The Elite’s Reaction against ‘Enthusiasm’
“The elites feared enthusiasm as a challenge to their social and cultural status.”
Historians have devoted increasing attention to the “secularization” or “disenchantment” in religious attitudes occurring in European society during the second half of the 17th and the early 18th centuries. The reaction against religious “enthusiasm” in this period should be seen as an integral part of this broader cultural shift among the elites of Europe. “Enthusiasm” was used as a derogatory term by social, cultural, and political elites to attack individuals or groups who claimed to have direct divine inspiration, whether European millenarists, the radical sects and early Quakers in England in the Interregnum period, or the French Cévennes Prophets who came to England after the Revocation. This reaction against enthusiasm was multifaceted, affecting writing style, views on medicine, madness and melancholy, scientific paradigms, and religious attitudes, and casts light on the social and political motives behind the European elite’s increasing reluctance to resort to supernatural explanations of events. The hostile reaction of the political, intellectual, scientific, and ecclesiastical establishment to the “enthusiasts” helped to shift the ideological foundations of 17th-century socio-cultural order.
“The Reaction to Enthusiasm in the Seventeenth Century: Towards an Integrative Approach.” The Journal of Modern History 53 (June 1981): 258–280.
Church historians, such as Ronald Knox in Enthusiasm, stress how the very nature of enthusiasm with its individualistic claims to private judgment questioned authority and hierarchical institutions. The “heretical Marxist” Leszek Kolakowski in Chrétiens sans église emphasizes the existentialist-individualist theme of a dialectical relationship between the enthusiasts (representing the party of Grace and Individual Faith) and the orthodox reaction (representing the party of Law and Organization). Enthusiasm is part of a continuing conflict between an establishment and its more individualistic non-conformist opponents.
Enthusiasm transcends religious or theological questions and involves other issues—social, political, and cultural—peculiar to the period. For example the anti-enthusiastic reaction cultivated a “sober,” rationalistic literary style and discredited appeals to the imagination, passions, and high-flown rhetoric. Heyd traces the medical, literary, theological, cultural, scientific, and political filiations of the debate over enthusiasm back to Plato and Aristotle, through the Middle Ages and Renaissance, until the cultural polemics of the early modern period.

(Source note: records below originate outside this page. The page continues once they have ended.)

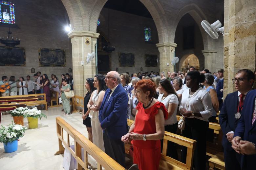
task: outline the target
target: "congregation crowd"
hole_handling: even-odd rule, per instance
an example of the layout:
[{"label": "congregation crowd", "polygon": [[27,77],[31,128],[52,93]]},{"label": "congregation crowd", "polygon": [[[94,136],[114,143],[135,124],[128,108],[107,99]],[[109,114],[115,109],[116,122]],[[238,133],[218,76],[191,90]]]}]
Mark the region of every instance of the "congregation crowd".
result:
[{"label": "congregation crowd", "polygon": [[47,106],[49,107],[52,96],[51,91],[52,90],[59,93],[59,97],[61,98],[63,107],[62,113],[65,115],[70,114],[70,99],[66,97],[64,92],[73,90],[74,81],[72,75],[68,73],[62,74],[61,76],[61,79],[58,80],[56,75],[52,74],[49,78],[46,74],[42,75],[41,74],[41,72],[39,71],[34,74],[34,81],[31,80],[29,75],[27,76],[26,80],[22,76],[15,80],[15,77],[12,76],[8,81],[7,76],[2,76],[2,80],[0,81],[0,89],[3,91],[1,93],[1,96],[45,93]]},{"label": "congregation crowd", "polygon": [[[209,122],[216,122],[220,111],[226,169],[252,169],[256,160],[255,74],[248,69],[239,71],[232,79],[236,91],[223,102],[224,72],[221,69],[212,74],[207,69],[199,72],[191,67],[187,73],[168,72],[166,76],[163,72],[134,73],[130,77],[128,73],[111,71],[87,78],[82,118],[89,140],[124,167],[124,144],[131,142],[134,163],[139,169],[158,169],[164,131],[177,133],[179,128],[183,136],[197,141],[193,167],[204,170],[206,141],[213,140]],[[35,88],[29,76],[26,81],[21,77],[16,87],[19,94],[44,93],[50,102],[50,89],[57,91],[65,113],[70,114],[69,99],[65,99],[63,92],[73,90],[72,76],[62,75],[59,83],[55,75],[50,80],[40,74],[34,75]],[[9,83],[14,78],[11,77]],[[0,84],[7,81],[6,76],[2,79]],[[15,88],[2,96],[16,94]],[[177,115],[184,118],[183,128],[178,125]],[[127,119],[134,120],[130,127]],[[186,148],[181,148],[181,161],[185,163]],[[167,155],[179,160],[177,149],[169,142]]]}]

Of particular importance is the social and cultural debate over enthusiasm within the ideological context of the English Revolution. J.R. Jacob has shown, in Robert Boyle and the English Revolution, how Boyle “was on the one hand attracted to, and influenced by the piety and millenarian vision of the hermetic tradition, but on the other opposed to the interpretation that the radical sects had given to it. Boyle stressed patient work, reason, and experimental philosophy as antidotes to the sectarian claims for direct inspiration, claims which he regarded as subverting the social and moral order. He similarly presented his corpuscular philosophy as an alternative to the Aristotelian and Platonic conception of autonomous and vitalist natural forces, conceptions which were used by mortalists and pantheists like Overton and Winstanley in the 1640s and 1650s, and by the Rosicrucian enthusiasts… in the 1660s.”
Likewise, Margaret C. Jacob, in The Newtonians and the English Revolution shows how the Newtonian ideology was influenced by a dialectical confrontation with and reaction against the enthusiasts. A generation earlier we see the ties between the Latitudinarian revolt against enthusiasm in the 1650s and the emergence of the new scientific ideology of the Royal Society in the 1660s.

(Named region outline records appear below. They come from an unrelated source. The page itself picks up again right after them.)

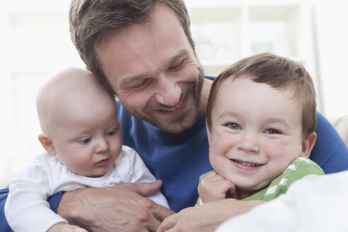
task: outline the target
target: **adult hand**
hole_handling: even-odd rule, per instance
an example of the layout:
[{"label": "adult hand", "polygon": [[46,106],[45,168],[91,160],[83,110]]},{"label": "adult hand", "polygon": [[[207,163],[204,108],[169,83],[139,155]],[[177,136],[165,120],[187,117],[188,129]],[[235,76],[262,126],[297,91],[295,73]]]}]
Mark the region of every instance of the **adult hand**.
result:
[{"label": "adult hand", "polygon": [[227,219],[247,212],[262,202],[265,202],[226,199],[184,209],[166,218],[157,232],[214,231]]},{"label": "adult hand", "polygon": [[79,227],[74,225],[66,224],[64,223],[58,223],[51,228],[50,228],[47,232],[88,232],[84,228]]},{"label": "adult hand", "polygon": [[156,231],[174,212],[143,196],[161,186],[162,181],[158,180],[65,192],[58,204],[58,214],[69,224],[93,232]]},{"label": "adult hand", "polygon": [[199,197],[203,203],[224,199],[226,197],[238,198],[236,185],[214,170],[202,180],[199,185]]}]

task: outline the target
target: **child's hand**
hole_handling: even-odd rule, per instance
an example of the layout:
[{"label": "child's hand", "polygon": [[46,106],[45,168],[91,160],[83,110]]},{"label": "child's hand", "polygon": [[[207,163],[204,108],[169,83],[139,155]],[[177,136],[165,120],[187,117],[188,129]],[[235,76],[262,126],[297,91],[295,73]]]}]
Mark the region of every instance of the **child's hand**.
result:
[{"label": "child's hand", "polygon": [[214,170],[207,175],[201,182],[199,196],[203,203],[226,198],[238,198],[236,186],[233,183],[224,178]]},{"label": "child's hand", "polygon": [[64,223],[59,223],[51,228],[50,228],[47,232],[60,232],[60,231],[66,231],[66,232],[88,232],[88,231],[79,227],[77,226],[73,226],[66,224]]}]

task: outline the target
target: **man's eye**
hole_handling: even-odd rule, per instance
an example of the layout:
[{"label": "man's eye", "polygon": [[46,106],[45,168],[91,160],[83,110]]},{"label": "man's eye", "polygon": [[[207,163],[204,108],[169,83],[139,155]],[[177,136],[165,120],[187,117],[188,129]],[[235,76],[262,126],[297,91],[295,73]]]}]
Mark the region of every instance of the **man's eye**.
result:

In sum, a systematic and interdisciplinary study of the social carriers of the smear term “enthusiasm” and its variegated connotations and denotations reveals much about the social history of the reaction to enthusiasm. The elites feared enthusiasm as a challenge to their social and cultural status. These elites wished to promote the norm of the “sober, reasonable, and self-controlled person” as a way to maintain the social order and their authority. The enthusiasts, as radical and inspired critics of the existing social and intellectual order, were representatives of “anti-structure.”